Youssef Chebbi es un director y guionista nacido en Túnez en 1984. Tras estudiar arte y cine, dirigió dos cortometrajes, Vers le Nord y Les Profondeurs. Después codirigió el largometraje documental Babylon (2012), que narra la vida y la muerte en un campo de refugiados en la frontera entre Túnez y Libia. La película obtuvo el Gran Premio en la competición internacional del FID de Marsella y fue programada en el MoMA de Nueva York. Chebbi es también músico y productor de Bookmaker Records. Es cofundador del Sailing Stones Festival, un festival de música que se celebra cada año en una región diferente de Túnez. Su último largometraje, Ashkal, participó en la Quinzaine des Réalisateurs del Festival de Cannes de 2022 y obtuvo tres premios en el CINEMED '22 de Montpellier.

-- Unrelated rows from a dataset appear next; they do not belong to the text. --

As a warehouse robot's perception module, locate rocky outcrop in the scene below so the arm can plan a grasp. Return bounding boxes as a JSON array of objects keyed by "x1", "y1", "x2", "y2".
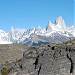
[{"x1": 1, "y1": 45, "x2": 75, "y2": 75}]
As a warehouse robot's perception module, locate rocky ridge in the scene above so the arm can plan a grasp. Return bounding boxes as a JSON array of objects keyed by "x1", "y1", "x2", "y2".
[{"x1": 1, "y1": 42, "x2": 75, "y2": 75}]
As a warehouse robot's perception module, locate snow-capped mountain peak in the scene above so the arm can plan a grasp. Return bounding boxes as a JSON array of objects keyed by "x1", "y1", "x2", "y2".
[{"x1": 0, "y1": 16, "x2": 75, "y2": 45}]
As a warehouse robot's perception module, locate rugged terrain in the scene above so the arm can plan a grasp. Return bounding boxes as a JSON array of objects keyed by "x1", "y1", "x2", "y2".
[
  {"x1": 0, "y1": 16, "x2": 75, "y2": 46},
  {"x1": 0, "y1": 40, "x2": 75, "y2": 75}
]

Viola Shafik es cineasta, comisaria y especialista en cine. Es autora de varios libros sobre cine árabe, como Arab Cinema: History and Cultural Identity,1998/2016 (AUC Press) y Resistance, Dissidence, Revolution: Documentary Film Aesthetics in the Middle East and North Africa (Routledge 2023). Ha impartido clases en diferentes universidades, ha sido Jefa de Estudios del Documentary Campus MENA Program 2011-2013, ha trabajado como comisaria y consultora para numerosos festivales internacionales y fondos cinematográficos, como La Biennale di Venezia, la Berlinale, Dubai Film Market, Rawi Screen Writers Lab, Torino Film Lab y el World Cinema Fund. Entre sus trabajos como directora figuran The Lemon Tree (1993), Planting of Girls (1999), My Name is not Ali (2011) y Arij - Scent of Revolution (2014). Actualmente está rodando Home Movie on Location y Der Gott in Stücken. Viola Shafik fue la editora invitada del número de BERLÍN de TMR en 2022.